Following Lufthansa's warning, Credit Suisse cut its second-half unit revenue forecasts for IAG from a 4% decline to a 7% decline at constant currency, which compares to Lufthansa's 8-9% guidance driven by weaker demand on long haul routes.

This drives down the bank's 2016 EBIT estimate by 11% to €2.5bn and its 2017 EBIT forecast by 17% to €2.1bn.

"We continue to view IAG as a compelling medium term self-help story. However escalating revenue risk is likely to drive material downgrades for 2016E-2017E over the coming months."



HSBC downgraded Premier Farnell to 'hold' from 'buy' as it lifted the price target from 145p to 165p, which is the price Swiss conglomerate Daetwyler is paying per share to buy the technology company.

With the new target now implying 0.3% upside, the bank has decided to downgrade its recommendation.

It said that while a competing bid cannot be ruled out, it's unlikely as trading conditions for Premier Farnell remain challenging and the offer price represented a premium of 51% to its previous closing price.

HSBC said the offer values the entire share capital of Premier at around £615m, with an enterprise value of £792m.

"On this basis, the offer puts PFL on a FY 2016a (last reported) valuation of 15x on price-to-earnings, 0.8x EV/sales and 11x EV/EBITA.

"Given that PFL had been affected by challenging trading conditions and increased competition, mainly in North America and the UK, the combination with Daetwyler group would be a good strategic choice, in our opinion."



Goldman Sachs downgraded Schroders to a 'neutral' rating from 'buy' on Thursday but raised its target to 2930p from 2800p.

The bank said the Schroders rating downgrade reflects the challenges facing the asset management industry as yields fall and growth expectations are reduced.

"We expect three factors to drive a challenging environment for asset managers over the next few years: (1) expected anaemic economic growth is likely to slow wealth creation and flows (especially in the UK), while the low-return environment (2) makes it hard for managers to structure compelling products and (3) means asset managers receive a weaker AUM tailwind from market appreciation," Goldman analysts said in a broker note.

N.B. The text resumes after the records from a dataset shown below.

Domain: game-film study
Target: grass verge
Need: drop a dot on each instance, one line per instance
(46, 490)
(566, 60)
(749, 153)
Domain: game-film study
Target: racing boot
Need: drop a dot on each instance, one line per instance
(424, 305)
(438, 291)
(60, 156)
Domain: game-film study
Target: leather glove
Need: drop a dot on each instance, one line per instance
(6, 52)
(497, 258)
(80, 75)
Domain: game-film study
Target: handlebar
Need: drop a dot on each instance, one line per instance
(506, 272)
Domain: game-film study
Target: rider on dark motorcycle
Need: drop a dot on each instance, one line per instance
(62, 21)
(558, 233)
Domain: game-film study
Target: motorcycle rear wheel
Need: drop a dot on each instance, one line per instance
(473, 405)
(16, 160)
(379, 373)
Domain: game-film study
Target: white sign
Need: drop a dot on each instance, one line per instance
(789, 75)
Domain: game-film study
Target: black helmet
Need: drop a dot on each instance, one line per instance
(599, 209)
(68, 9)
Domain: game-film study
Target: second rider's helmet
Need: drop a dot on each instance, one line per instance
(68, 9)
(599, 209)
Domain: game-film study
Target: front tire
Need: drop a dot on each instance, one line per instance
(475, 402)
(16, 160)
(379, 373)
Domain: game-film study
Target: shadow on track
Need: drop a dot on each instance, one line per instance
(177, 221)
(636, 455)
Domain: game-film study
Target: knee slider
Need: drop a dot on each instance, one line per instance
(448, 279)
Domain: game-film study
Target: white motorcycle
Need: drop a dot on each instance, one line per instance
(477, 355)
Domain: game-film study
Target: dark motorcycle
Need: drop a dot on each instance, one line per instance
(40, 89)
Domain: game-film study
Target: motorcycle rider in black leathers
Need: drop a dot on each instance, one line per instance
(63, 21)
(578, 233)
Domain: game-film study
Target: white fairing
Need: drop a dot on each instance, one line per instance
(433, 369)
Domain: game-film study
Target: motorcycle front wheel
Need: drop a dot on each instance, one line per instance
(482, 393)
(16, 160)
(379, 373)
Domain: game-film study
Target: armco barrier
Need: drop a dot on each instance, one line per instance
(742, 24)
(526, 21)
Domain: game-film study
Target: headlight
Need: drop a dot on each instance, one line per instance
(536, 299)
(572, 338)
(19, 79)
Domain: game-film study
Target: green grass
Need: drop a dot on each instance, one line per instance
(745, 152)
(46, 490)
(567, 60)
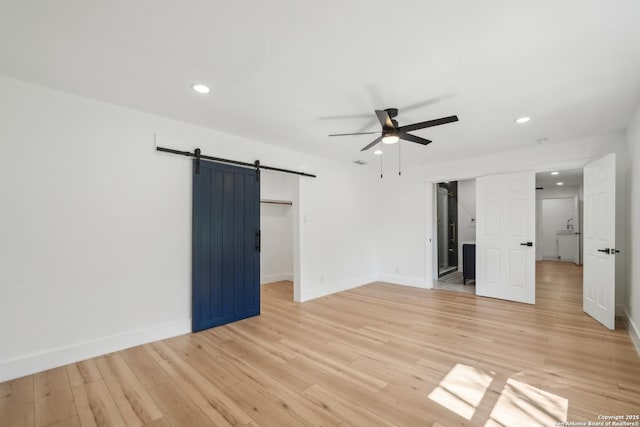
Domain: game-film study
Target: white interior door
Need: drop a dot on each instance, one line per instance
(505, 235)
(599, 240)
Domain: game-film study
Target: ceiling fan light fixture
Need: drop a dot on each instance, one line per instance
(390, 138)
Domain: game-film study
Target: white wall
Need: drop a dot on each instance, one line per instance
(276, 225)
(466, 215)
(632, 301)
(95, 225)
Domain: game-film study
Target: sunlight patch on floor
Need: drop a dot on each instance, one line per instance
(462, 390)
(523, 404)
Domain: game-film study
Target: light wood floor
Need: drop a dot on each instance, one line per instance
(375, 355)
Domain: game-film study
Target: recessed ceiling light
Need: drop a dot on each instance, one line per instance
(390, 139)
(201, 88)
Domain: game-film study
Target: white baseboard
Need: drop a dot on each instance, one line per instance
(309, 294)
(632, 328)
(404, 281)
(270, 278)
(38, 362)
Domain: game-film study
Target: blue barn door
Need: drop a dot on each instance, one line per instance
(226, 244)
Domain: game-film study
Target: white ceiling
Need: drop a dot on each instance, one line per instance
(570, 177)
(281, 71)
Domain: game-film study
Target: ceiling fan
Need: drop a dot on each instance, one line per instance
(392, 133)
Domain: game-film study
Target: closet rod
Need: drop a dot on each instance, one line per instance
(277, 202)
(233, 162)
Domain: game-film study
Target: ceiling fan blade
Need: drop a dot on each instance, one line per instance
(346, 117)
(375, 141)
(357, 133)
(428, 124)
(384, 119)
(413, 138)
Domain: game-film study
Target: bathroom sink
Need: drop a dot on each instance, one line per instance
(564, 232)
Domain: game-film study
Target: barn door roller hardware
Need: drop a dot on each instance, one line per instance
(197, 154)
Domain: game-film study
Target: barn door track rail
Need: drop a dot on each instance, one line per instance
(197, 154)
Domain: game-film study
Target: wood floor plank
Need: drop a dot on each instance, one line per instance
(211, 400)
(83, 372)
(378, 354)
(54, 406)
(144, 367)
(20, 390)
(178, 406)
(134, 402)
(96, 406)
(17, 414)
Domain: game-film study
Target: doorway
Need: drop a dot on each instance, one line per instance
(559, 215)
(278, 225)
(455, 212)
(447, 227)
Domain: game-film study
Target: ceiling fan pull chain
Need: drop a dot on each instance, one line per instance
(399, 159)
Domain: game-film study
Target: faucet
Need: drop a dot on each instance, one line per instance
(569, 226)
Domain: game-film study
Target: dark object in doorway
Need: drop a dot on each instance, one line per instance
(468, 262)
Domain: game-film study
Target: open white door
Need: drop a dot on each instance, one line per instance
(599, 240)
(505, 235)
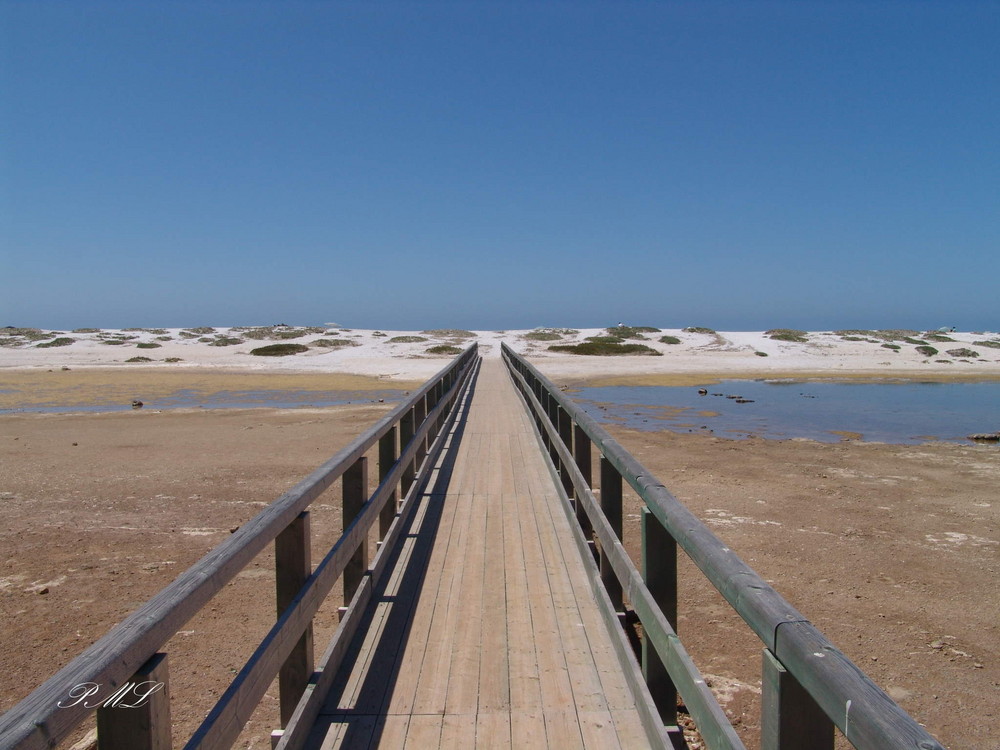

"While we view Schroders as one of the best structurally positioned fund managers globally, we believe its breadth and scale make it very difficult to avoid these macro headwinds entirely."

Goldman expects second quarter assets under management to grow 5%, driven by quarter-end foreign exchange moves. The bank also sees a risk that the pre-Brexit uncertainty led to a slowdown in second quarter gross sales.

The earnings per share (EPS) forecast for fiscal years 2016-2020 was raised 1.3%-2.6% by Goldman due to foreign exchange and market moves in the last few days of the quarter.